Even as the Congress high command prepared to declare its final list of candidates for the Delhi assembly election, last minute efforts were on to tweak the list to everybody’s liking.
Two assembly seats that are considered the most important in the city polls — New Delhi from where CM Sheila Dikshit is expected to contest .and Greater Kailash where BJP chief ministerial candidate Vijay Kumar Malhotra will take on the opposition — are also being considered especially tricky.
There was some talk of putting aside the Kalkaji seat for Dikshit, while Subhash Chopra was looked at as an opponent for Malhotra from Greater Kailash. Tajdar Babar was named as the replacement candidate from New Delhi.
The Kalkaji seat has become a plum seat for the Congress with 30,000 slum votes being added to it post delimitation. On the other hand, about 30,000 votes from Kalkaji have been added to Greater Kailash.

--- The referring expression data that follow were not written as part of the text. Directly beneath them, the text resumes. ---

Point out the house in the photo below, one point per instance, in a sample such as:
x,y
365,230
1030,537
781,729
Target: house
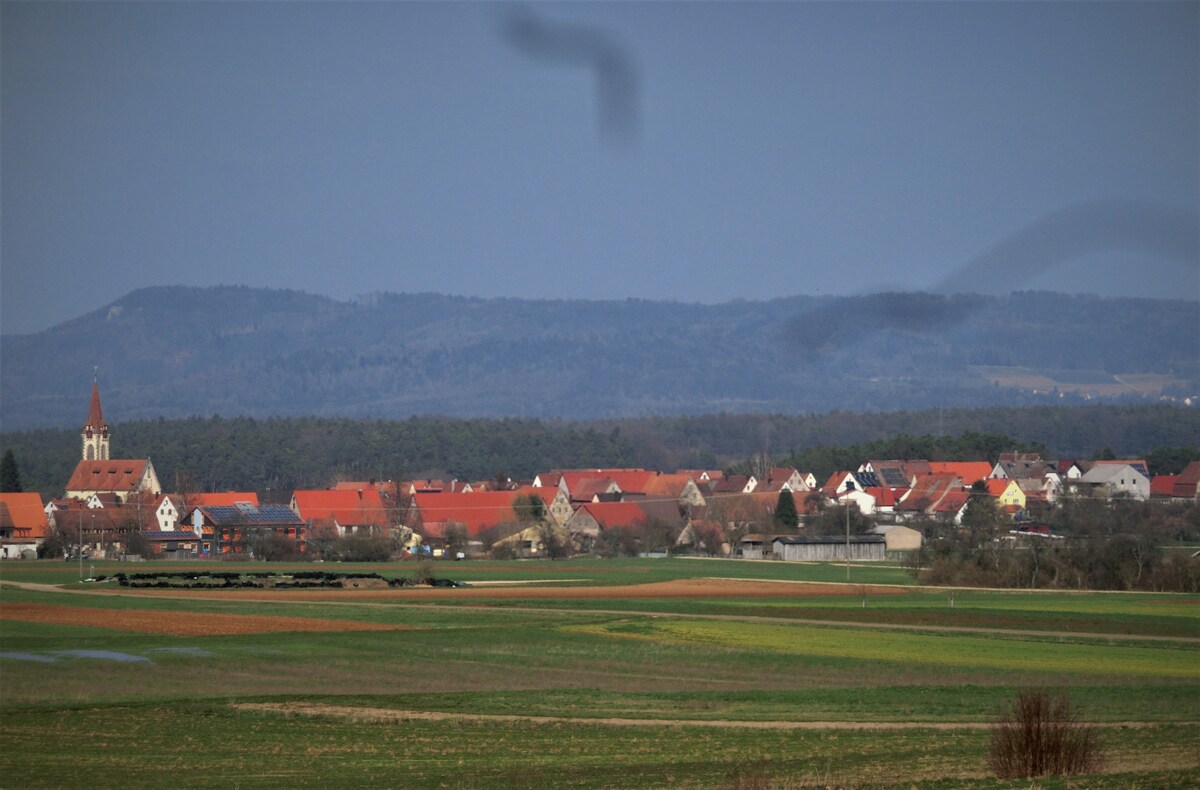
x,y
675,488
1162,486
755,546
736,484
1115,479
347,512
589,521
792,477
558,503
952,507
895,474
970,471
97,473
173,506
1020,465
23,524
1187,486
232,530
861,498
927,492
828,548
898,537
105,531
431,515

If Dikshit contests from the New Delhi seat with large chunks of the old Sarojini Nagar constituency, she would have to grapple with changed demographics.
Large parts of Laxmi Bai Nagar and Sarojini Nagar are known to be BJP strongholds, while Balmiki voters at Mandir Marg were also miffed with the Congress for privatising garbage collection in NDMC areas. Most of these voters are sanitation workers.
Malhotra would also have a tough fight on his hands if the Congress fields a strong candidate against him.
“It seems unlikely a heavyweight would be fielded since fighting against a CM candidate is tough. No strong leader would want to play a losing game unless there were other incentives,” said a party insider.
The Greater Kailash seat was difficult enough for party colleagues to advise Malhotra to contest from two seats. Malhotra later said he had decided to contest only from Greater Kailash.
“Jolly might be a problem for Dikshit, but she still has a chance of winning on the basis of her track record as chief minister for the last 10 years,” said a party leader.